Another chance stop while driving down the side of Loch Ness was the chance to see the ruins of the Urquhart castle.

This was the only castle that we had seen where it was pretty much left alone as they built it. It was more like what I had expected to see, quite large, with tour guides, a movie, gift shop, cafĂ© and large groups of people milling about. A favorite pastime of ours had become people-watching at the castle tours. This particular trip, the winning group was a pack of 5 elegant ladies in their 40’s-50’s, laughing, taking selfies and having the time of their lives, speaking in a language that sounded like Norwegian to me. It was like watching a foreign movie with the subtitles off and trying to figure out what was said from watching expressions on faces.

We spent several hours there and then it was on to our next leg of the adventure. We going to try to get to Ullapool, a place that had been recommended by a local in one of the shops in Fort August. Our goal was to travel to the spot using back roads, as opposed to going through Inverness, which we had been advised to avoid with our motorhome.

We soon found out just how badly google could send us astray on the Scottish “white roads”. Basically, we were travelling through hamlets and corn fields on one lane roads, never seeing anything like a gas station or any indication that we were heading in the right direction. Curious looks from the sheep in the pastures and the locals walking their dogs were the norm. After a short discussion with Pam, it was decided that I was heading to nowhere quite slowly and we had better start thinking about food and a place to sleep. So, we turned around and headed back to the campground we had seen near the Urquhart castle. It was nothing but a large green field with campers on it, but it was surrounded by mountains and was quite close to the castle and a small town. The gentleman running the place was one of the nicer people I’d met on the journey and he quickly set us up with a ‘pitch’, what the Brits call a campsite. I’d started noticing that many new buildings in campgrounds were actually made from shipping containers, as the bathrooms were at this one. It sounds bad, but the insides were quite nice. In fact, on the whole trip, the rest rooms were very nice and clean. By the way, there truly are no ‘rest rooms’ in Scotland as they will laughingly tell you. There is no ‘rest’ in Scotland! They have toilets and that’s what they call them. We settled into our spot between a wee VW camper that was a 1960’s version in mint condition and a large motorhome. You would see very few tents in this cold and wet weather, and those campers appeared to be more miserable than most. In the motorhome next to us, there were 4 women. I don’t know how 4 people could get along in something only slightly larger than ours.

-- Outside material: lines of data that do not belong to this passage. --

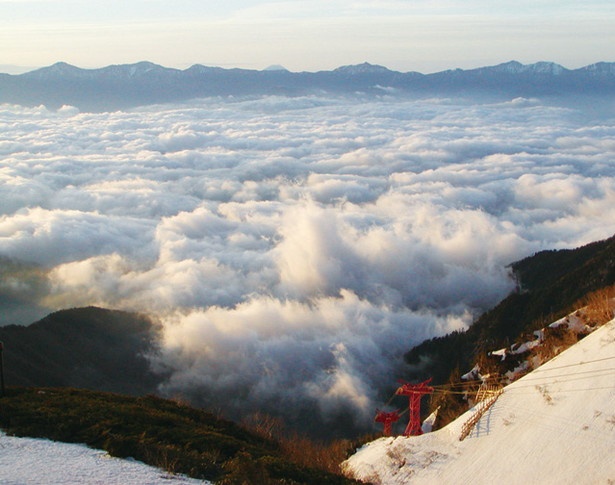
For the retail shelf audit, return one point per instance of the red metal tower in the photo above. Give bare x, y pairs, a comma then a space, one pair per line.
415, 392
387, 419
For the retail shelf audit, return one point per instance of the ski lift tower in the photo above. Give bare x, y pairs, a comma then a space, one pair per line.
414, 392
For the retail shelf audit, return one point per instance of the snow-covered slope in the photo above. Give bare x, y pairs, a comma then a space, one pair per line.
27, 461
556, 425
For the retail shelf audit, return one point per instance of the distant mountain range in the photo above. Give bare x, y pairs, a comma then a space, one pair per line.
131, 85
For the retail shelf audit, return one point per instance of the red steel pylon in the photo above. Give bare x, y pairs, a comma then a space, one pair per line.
415, 392
387, 419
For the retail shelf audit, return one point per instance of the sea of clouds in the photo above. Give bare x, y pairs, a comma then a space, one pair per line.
295, 248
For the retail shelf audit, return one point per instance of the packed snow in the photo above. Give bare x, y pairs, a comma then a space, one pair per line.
554, 425
25, 461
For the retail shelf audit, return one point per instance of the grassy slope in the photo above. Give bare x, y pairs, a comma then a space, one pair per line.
156, 431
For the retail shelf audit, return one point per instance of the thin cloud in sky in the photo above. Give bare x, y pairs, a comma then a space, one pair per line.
424, 36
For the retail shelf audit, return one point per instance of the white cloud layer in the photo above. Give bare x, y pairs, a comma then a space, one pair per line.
295, 248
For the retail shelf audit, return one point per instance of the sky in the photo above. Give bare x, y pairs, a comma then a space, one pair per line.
294, 248
418, 35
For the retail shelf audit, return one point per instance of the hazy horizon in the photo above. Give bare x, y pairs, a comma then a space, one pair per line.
404, 36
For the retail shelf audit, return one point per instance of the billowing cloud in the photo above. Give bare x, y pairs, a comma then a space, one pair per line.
295, 248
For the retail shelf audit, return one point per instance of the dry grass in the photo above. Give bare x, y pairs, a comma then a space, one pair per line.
599, 306
301, 450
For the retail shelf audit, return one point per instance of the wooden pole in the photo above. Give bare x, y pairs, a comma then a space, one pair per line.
1, 370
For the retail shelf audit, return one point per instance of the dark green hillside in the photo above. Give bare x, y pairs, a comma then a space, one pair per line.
550, 284
156, 431
86, 347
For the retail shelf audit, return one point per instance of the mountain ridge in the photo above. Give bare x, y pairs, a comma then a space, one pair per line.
130, 85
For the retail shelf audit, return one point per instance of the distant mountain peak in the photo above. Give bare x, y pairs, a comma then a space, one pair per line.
275, 67
365, 68
515, 67
59, 69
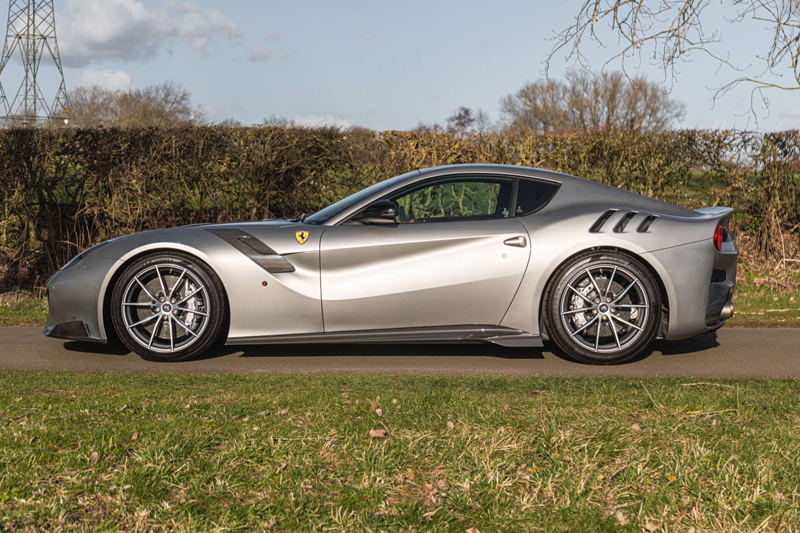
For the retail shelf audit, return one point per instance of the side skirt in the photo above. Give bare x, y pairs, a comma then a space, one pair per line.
445, 334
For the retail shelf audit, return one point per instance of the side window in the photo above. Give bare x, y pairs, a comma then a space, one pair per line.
456, 199
532, 195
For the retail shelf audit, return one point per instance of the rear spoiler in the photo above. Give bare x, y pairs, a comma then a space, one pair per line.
718, 213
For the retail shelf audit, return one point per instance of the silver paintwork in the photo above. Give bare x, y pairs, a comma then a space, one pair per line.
354, 278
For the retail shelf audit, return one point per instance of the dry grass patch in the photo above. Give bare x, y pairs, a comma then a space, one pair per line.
111, 452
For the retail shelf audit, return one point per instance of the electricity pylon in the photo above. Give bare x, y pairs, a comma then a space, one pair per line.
32, 30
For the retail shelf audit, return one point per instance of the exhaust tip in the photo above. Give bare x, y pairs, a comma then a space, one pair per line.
727, 311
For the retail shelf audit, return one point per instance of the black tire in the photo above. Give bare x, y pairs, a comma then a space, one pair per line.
628, 311
188, 312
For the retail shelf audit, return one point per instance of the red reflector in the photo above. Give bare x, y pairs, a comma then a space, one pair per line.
718, 238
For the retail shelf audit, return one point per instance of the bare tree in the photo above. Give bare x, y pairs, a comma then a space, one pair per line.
609, 102
461, 121
165, 104
671, 30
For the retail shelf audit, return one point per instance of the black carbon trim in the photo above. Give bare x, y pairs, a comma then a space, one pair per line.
492, 334
260, 253
75, 330
645, 225
620, 227
598, 225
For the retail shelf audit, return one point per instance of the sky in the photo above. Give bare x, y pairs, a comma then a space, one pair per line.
377, 64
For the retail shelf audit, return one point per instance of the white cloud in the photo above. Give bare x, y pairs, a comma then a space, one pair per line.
270, 36
112, 79
95, 30
321, 120
260, 55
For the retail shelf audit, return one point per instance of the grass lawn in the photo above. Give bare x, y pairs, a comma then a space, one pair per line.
159, 452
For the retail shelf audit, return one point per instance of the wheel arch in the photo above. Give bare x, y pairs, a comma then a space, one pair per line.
104, 313
662, 288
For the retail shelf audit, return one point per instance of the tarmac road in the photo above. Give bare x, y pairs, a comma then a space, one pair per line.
727, 353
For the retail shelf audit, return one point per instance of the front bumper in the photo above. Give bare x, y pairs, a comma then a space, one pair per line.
75, 297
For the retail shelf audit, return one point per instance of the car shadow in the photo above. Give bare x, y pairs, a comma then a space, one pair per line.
371, 350
696, 344
659, 347
96, 348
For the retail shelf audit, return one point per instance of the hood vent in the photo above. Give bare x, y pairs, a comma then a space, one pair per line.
620, 227
645, 225
598, 225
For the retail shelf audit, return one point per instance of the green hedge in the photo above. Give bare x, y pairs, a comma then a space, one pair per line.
63, 190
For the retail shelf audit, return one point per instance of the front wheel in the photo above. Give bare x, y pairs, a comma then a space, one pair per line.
602, 308
168, 307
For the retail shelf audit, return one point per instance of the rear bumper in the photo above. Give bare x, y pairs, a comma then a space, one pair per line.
699, 281
720, 302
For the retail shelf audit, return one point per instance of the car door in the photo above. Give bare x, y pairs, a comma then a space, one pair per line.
454, 256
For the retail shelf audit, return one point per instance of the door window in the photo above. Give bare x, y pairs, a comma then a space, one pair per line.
456, 199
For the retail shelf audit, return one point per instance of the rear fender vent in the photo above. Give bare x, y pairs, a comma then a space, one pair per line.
598, 225
620, 227
645, 225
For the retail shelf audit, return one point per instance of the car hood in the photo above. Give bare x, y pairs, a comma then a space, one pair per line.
279, 235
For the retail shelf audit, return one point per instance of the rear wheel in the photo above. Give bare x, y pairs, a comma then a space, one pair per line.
168, 307
603, 308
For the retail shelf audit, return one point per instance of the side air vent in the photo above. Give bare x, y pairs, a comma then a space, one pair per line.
598, 225
620, 227
645, 225
260, 253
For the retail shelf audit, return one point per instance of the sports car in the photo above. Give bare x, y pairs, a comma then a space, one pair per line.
482, 253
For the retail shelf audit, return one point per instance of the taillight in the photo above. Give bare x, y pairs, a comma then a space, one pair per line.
718, 236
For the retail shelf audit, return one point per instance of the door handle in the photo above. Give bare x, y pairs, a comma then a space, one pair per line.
520, 241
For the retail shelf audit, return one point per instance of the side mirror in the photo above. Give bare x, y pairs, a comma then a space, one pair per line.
380, 212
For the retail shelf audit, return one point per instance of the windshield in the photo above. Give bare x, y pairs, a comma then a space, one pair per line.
332, 210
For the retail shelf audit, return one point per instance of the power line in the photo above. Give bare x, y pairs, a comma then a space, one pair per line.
31, 29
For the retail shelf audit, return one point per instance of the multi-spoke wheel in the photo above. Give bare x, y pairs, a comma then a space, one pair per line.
602, 307
168, 307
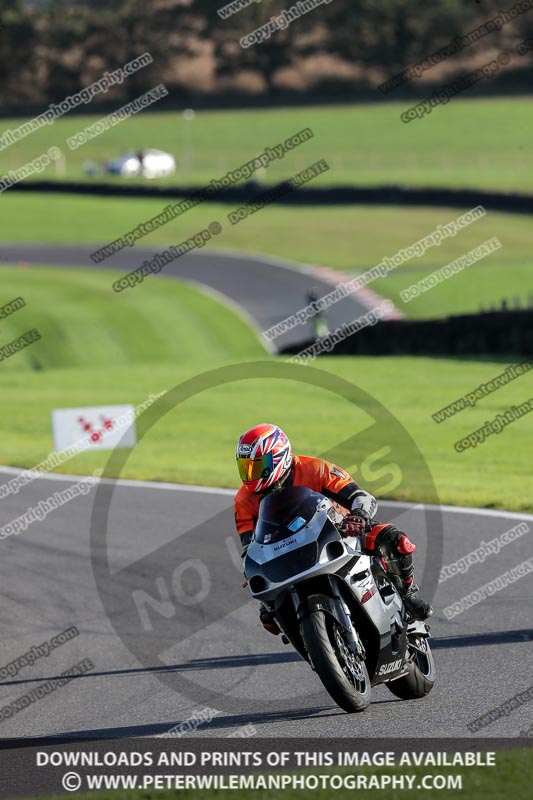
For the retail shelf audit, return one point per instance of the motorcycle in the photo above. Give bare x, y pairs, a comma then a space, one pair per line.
338, 607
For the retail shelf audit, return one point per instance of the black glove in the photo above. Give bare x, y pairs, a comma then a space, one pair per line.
355, 523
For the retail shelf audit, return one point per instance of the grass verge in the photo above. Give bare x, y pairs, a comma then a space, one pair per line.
99, 348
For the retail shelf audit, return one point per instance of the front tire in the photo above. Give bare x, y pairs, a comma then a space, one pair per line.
422, 674
343, 674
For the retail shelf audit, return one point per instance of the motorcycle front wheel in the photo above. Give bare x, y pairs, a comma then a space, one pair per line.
343, 673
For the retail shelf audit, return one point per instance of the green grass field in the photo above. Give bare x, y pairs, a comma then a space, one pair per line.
351, 238
102, 348
364, 144
511, 777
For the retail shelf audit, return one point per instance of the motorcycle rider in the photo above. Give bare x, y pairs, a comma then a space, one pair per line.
266, 464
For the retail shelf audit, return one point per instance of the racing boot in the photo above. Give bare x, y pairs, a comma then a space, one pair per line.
267, 619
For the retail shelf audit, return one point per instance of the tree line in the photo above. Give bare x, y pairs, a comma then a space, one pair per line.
52, 48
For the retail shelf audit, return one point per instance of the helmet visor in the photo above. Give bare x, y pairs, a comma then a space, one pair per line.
253, 469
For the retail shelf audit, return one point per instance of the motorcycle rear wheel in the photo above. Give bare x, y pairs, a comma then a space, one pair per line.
343, 674
421, 676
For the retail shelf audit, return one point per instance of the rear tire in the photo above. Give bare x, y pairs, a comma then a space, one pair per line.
421, 676
344, 676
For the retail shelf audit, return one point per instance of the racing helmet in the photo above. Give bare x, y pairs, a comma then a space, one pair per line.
264, 457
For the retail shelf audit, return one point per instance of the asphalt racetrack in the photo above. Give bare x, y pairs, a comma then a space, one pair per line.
158, 663
266, 289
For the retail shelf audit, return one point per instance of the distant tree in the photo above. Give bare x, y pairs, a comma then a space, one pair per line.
391, 34
267, 58
18, 43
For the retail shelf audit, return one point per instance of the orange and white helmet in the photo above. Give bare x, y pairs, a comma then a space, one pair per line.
264, 457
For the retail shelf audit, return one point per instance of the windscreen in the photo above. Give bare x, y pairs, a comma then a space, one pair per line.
284, 513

We decided that for dinner, we’d drive back to Fort Augustus, the tiny village and get something from a nice restaurant. We soon found there were only a couple of choices and even at that we had to wait until 6 pm for them to open. And then it was a pub once again. And pub food. This food is very good tasting and I love it, but I wonder about the health of anyone that eats it for long. Your main course is meat with some kind of great tasting sauce and large steak fries they call chips. It is always served hot, nothing has ever sat waiting on a kitchen window for a waitress to come get it. There was not a single time on the trip that Pam curled her upper lip at the food and sent it back…not even close. Pam would breathe over her spoon, cooling something down, while I was to her left, licking the plate. I knew full well there would be a reckoning when I got home…salads and exercise were in my future for sure.